Both the Onomichi Rent-a-Bike and Giant terminals are located near the train station and adjacent to each other, by the Green Hill Hotel.
Where to start: Onomichi or Imabari?
While the official Bike Touring Guide Map lists Imabari as the starting point and Onomichi as the end point, it seems most people tackle the journey the other way around. This is probably due to the cobblestone, laid-back town of Onomichi, which is famous for its steamy ramen, historical temple walks and scenic gondola rides offering views over the Seto Inland Sea. In short, this town is cute, cultured and tasty. It’s definitely worth an extra day to visit.
How to get to Onomichi or Imabari?
Japan Rail is the main means of reaching either Onomichi or Imabari. Onomichi Station is about an hour and thirty minutes train ride east from Hiroshima Station. Or, if you are travelling from Tokyo like we did, then take Japan Rail from Tokyo to Fukuyama, then switch at Fukuyama Station for the local train to Onomichi. The entire journey from Tokyo to Onomichi will take around six or more hours. Once in Onomichi, the Rent-a-Cycle station and trail-head (both of which are situated by the Green Hill Hotel) are within easy walking distance from the train station.
If starting from Imabari, then depending upon which direction you are travelling from, you’ll be at least a six and a half hours train ride from Tokyo, with a switch at Okayama Station, or if coming from Hiroshima, then the most direct route is simply to take a train to Onomichi, then travel by bus to Imabari. If you do this, you’ll basically be doing the cycling route.
Tip: If you plan on doing much traveling in Japan over the course of a week or more, consider getting the Japan Rail Pass. It’s super convenient and will save you money!
Where to stay in Onomichi:
Due to its ease of access and plain old charm, Onomichi is the recommended town to spend a night or two. The Green Hill Hotel is an obvious choice for cyclists as it is situated directly between the Rent-a-Cycle station and the ferry terminal.
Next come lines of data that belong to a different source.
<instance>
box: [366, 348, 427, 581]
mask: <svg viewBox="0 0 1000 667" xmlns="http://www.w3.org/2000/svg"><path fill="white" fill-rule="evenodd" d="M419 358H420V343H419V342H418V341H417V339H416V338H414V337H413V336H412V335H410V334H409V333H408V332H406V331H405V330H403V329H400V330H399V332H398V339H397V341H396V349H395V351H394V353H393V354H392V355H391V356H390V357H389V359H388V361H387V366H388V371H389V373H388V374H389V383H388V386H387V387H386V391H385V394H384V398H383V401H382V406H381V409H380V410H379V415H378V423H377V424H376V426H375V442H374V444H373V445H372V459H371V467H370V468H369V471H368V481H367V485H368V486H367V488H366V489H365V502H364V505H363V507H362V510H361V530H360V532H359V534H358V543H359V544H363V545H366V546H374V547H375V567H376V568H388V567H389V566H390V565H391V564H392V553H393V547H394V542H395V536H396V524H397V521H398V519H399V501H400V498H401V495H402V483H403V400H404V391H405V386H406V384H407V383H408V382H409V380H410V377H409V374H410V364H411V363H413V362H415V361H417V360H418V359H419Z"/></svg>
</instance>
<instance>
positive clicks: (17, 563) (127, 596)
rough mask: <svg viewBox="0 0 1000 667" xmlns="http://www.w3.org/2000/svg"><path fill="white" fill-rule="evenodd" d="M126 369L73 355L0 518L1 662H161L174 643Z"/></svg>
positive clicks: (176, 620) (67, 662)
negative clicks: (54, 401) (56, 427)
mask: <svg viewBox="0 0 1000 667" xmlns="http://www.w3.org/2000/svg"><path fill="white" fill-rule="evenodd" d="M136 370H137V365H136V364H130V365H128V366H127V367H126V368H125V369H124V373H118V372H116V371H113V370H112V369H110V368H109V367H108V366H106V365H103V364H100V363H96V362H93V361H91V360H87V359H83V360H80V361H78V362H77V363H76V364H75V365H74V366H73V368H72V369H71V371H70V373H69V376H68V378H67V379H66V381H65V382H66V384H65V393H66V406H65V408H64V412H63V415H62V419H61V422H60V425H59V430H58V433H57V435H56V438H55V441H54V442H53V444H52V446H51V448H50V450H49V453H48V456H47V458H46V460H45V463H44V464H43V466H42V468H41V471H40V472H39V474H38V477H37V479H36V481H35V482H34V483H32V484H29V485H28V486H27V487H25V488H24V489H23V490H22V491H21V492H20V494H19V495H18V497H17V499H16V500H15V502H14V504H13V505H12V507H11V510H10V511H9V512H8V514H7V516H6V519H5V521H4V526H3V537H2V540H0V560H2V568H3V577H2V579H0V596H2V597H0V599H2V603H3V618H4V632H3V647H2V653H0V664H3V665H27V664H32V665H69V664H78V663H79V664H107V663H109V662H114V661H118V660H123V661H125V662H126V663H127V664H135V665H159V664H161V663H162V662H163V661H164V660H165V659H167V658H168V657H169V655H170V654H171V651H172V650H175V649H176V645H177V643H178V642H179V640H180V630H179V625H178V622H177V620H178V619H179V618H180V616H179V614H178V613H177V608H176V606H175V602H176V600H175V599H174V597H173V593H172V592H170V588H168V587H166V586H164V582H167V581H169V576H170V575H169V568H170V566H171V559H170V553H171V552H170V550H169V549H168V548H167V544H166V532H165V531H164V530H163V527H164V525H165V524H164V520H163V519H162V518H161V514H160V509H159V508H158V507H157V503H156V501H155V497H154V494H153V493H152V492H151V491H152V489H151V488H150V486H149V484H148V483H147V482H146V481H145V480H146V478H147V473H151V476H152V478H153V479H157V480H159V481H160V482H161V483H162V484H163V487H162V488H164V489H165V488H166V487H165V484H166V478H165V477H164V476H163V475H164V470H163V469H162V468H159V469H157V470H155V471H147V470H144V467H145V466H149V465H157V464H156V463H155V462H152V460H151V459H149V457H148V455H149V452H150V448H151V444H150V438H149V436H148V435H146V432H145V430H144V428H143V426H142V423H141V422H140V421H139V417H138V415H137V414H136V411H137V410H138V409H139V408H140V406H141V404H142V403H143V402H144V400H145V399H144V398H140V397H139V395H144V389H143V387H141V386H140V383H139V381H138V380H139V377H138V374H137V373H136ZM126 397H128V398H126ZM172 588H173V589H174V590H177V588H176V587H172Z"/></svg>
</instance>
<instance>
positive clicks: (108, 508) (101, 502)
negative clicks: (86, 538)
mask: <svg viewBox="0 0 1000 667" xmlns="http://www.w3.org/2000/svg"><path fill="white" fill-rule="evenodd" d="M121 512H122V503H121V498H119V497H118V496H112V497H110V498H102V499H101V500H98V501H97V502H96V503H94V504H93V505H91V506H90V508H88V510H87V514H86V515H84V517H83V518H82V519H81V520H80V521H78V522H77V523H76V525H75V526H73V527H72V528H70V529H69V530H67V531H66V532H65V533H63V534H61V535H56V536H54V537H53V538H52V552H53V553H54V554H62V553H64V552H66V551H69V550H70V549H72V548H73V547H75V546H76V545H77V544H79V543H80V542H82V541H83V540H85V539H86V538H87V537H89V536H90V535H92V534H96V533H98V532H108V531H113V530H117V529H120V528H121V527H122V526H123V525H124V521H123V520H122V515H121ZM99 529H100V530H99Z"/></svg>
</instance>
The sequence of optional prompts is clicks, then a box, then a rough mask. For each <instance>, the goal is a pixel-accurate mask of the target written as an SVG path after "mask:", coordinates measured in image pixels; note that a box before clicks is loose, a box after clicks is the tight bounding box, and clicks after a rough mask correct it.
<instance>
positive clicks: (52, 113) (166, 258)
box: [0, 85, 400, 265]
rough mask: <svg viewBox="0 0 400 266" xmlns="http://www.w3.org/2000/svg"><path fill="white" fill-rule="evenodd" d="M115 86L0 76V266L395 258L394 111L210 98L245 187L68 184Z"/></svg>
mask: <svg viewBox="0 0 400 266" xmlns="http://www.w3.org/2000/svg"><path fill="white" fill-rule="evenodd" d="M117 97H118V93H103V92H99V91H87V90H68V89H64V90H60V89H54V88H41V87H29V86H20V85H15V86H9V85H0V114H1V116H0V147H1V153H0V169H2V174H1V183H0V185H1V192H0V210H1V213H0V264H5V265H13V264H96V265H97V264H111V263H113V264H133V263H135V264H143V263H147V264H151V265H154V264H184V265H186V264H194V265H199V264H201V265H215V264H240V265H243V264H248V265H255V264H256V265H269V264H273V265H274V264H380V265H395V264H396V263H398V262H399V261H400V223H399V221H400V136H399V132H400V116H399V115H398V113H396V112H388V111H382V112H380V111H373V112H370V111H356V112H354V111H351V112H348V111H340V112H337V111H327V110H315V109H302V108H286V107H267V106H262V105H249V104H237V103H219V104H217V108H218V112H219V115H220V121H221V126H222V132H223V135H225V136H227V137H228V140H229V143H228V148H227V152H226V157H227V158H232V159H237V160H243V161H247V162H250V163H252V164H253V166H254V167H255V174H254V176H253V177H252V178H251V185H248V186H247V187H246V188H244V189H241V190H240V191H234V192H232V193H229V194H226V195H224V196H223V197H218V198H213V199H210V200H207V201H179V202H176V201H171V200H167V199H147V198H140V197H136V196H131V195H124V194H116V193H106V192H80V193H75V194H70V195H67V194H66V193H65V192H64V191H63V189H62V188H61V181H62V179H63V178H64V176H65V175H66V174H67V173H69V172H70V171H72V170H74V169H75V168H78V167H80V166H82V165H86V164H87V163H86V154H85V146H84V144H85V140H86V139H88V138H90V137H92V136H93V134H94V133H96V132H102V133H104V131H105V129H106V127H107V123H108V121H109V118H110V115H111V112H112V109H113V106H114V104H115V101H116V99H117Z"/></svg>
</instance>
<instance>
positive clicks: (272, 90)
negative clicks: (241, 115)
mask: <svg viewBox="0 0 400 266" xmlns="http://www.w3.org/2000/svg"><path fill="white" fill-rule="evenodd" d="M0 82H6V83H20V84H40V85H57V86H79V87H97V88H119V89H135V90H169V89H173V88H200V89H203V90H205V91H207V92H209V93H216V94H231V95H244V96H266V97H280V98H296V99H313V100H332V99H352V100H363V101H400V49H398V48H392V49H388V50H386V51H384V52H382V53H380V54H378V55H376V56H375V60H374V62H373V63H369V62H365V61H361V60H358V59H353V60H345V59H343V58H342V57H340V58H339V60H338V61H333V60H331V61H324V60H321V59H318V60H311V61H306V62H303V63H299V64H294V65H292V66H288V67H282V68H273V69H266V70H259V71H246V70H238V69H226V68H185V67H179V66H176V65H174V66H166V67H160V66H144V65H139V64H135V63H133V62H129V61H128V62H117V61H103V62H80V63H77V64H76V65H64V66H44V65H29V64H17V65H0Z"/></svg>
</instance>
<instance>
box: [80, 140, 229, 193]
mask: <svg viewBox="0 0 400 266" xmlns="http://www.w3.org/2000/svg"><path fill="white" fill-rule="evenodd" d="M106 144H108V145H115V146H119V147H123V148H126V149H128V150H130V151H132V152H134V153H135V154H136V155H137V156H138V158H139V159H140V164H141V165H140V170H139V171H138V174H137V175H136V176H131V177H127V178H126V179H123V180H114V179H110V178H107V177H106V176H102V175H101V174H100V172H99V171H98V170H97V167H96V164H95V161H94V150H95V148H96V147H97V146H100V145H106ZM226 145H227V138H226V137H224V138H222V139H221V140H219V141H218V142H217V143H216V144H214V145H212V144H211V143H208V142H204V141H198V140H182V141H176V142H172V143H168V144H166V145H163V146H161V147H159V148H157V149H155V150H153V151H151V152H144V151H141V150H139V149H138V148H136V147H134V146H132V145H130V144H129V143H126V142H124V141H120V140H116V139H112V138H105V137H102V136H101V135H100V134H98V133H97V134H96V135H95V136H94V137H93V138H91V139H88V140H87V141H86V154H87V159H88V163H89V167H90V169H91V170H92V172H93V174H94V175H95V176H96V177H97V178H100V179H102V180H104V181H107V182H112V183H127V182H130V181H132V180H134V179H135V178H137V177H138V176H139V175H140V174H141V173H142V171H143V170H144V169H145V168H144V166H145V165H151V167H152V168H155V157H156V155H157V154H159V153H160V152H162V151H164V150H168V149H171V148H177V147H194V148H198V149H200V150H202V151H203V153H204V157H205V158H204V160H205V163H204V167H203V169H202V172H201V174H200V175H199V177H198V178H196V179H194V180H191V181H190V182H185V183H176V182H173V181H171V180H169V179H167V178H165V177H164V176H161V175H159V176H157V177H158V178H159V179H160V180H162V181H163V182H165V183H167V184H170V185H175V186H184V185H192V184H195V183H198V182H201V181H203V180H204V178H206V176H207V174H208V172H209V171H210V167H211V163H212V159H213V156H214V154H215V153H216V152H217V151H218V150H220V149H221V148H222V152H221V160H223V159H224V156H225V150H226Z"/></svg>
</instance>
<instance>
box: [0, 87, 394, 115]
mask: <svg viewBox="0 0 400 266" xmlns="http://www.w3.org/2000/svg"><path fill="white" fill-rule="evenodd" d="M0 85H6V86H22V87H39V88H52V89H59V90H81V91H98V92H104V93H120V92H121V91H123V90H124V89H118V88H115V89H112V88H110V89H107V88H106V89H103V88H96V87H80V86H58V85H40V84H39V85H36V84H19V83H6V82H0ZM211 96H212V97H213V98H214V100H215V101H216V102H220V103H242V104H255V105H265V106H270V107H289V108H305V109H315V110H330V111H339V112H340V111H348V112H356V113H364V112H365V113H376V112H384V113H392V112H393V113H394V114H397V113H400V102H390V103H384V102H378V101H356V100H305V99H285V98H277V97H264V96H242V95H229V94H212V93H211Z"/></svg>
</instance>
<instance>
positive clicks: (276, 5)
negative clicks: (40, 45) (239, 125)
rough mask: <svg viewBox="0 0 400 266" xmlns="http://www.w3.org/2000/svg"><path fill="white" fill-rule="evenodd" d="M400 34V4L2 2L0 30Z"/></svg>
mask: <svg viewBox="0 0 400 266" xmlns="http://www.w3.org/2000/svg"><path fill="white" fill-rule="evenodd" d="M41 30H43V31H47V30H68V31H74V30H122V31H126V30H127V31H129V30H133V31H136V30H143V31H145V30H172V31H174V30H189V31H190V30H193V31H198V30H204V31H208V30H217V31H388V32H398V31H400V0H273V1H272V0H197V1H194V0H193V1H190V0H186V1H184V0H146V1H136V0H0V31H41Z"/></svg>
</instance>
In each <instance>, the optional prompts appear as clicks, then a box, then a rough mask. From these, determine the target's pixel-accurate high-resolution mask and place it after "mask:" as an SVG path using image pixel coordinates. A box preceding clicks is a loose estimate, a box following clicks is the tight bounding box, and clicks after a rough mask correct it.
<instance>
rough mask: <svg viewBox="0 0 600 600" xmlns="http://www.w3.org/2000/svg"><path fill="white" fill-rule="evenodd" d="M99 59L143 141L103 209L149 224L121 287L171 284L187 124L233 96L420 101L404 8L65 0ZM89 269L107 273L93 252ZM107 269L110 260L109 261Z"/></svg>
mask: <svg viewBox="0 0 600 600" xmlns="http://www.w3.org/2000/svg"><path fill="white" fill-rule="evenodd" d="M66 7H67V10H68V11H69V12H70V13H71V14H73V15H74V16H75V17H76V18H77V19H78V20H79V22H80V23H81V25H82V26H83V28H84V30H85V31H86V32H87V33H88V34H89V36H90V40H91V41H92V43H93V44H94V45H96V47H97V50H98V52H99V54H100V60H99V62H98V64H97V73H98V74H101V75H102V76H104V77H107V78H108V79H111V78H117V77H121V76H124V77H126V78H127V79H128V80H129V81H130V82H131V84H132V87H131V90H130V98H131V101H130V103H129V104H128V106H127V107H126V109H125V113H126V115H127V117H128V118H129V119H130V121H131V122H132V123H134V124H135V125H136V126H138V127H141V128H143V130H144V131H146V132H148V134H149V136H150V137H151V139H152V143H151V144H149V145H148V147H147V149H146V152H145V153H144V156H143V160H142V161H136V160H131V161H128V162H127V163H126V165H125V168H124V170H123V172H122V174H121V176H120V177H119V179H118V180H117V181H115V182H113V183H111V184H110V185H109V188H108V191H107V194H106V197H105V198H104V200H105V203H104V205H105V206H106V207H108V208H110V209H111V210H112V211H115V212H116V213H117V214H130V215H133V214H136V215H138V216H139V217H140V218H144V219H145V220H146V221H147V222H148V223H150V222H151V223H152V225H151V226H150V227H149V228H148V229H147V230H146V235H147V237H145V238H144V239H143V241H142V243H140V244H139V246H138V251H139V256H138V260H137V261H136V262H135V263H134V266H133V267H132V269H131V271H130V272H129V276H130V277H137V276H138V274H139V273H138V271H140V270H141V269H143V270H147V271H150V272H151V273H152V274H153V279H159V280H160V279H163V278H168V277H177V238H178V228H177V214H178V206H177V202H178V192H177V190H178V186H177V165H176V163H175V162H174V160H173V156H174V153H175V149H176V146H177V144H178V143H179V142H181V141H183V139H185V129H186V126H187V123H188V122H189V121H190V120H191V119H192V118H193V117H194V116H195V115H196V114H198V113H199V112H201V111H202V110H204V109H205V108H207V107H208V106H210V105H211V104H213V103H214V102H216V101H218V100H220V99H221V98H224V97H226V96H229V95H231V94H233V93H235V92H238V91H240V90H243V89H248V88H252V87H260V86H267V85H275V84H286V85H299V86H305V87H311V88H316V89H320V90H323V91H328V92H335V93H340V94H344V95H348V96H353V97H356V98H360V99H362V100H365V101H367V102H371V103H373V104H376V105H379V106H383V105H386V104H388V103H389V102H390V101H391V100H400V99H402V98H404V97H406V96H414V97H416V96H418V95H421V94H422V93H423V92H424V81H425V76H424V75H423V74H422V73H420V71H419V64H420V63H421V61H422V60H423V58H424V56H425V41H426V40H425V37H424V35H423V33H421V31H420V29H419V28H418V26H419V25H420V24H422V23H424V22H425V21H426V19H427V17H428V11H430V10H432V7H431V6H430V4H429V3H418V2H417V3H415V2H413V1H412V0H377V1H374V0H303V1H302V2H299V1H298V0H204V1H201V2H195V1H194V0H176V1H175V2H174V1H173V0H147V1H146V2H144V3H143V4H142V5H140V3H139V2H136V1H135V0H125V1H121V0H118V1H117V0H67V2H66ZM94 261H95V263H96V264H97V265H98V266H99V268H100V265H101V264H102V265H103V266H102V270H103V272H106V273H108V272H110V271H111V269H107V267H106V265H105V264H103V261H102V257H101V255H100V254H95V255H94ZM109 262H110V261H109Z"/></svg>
Other nearby hotels include the bicycle-centric hotel Onomichi U2 and the budget/business hotel Onomichi Daiichi. We stayed at the latter, and while the room was small and basic, it was clean and affordable and served our purpose.
When to go:
The Seto Inland Sea area is known as the Mediterranean of Japan. The winter may be a wee bit too brisk for most, but the bike path is open year-round. Spring and fall offer moderate temperatures—and beautiful scenery with spring blossoms or autumn foliage—while summers can get a little steamy.
August is the hottest month, with temperatures ranging from 76 to 91 degrees Fahrenheit. Still doable, but come prepared to sweat! We went in November and were comfortable in bike shorts (for Sam)/leggings (for me), wicking t-shirts and light jackets that we used intermittently. Mostly, though, the weather was just the right degree of cool, and the autumn foliage was gorgeous.
Whenever you go, bring a light jacket or poncho for rainy days. It rained on and off for us—more of a misty, Seattle-like shower than true rainfall—,and while we continued riding regardless, it would have been a soggy journey without our rain-wear. But rain or shine, this ride is worth it!
So … what are you waiting for?
*The actual distance of the Shimanami Kaido Trail is apparently in dispute. Some sources claim it is 60 kilometers while others claim 70. We road the entire route from Onomichi to the Imabari town hall and it was closer to the 70 KM mark, accordingly to our odometer at least.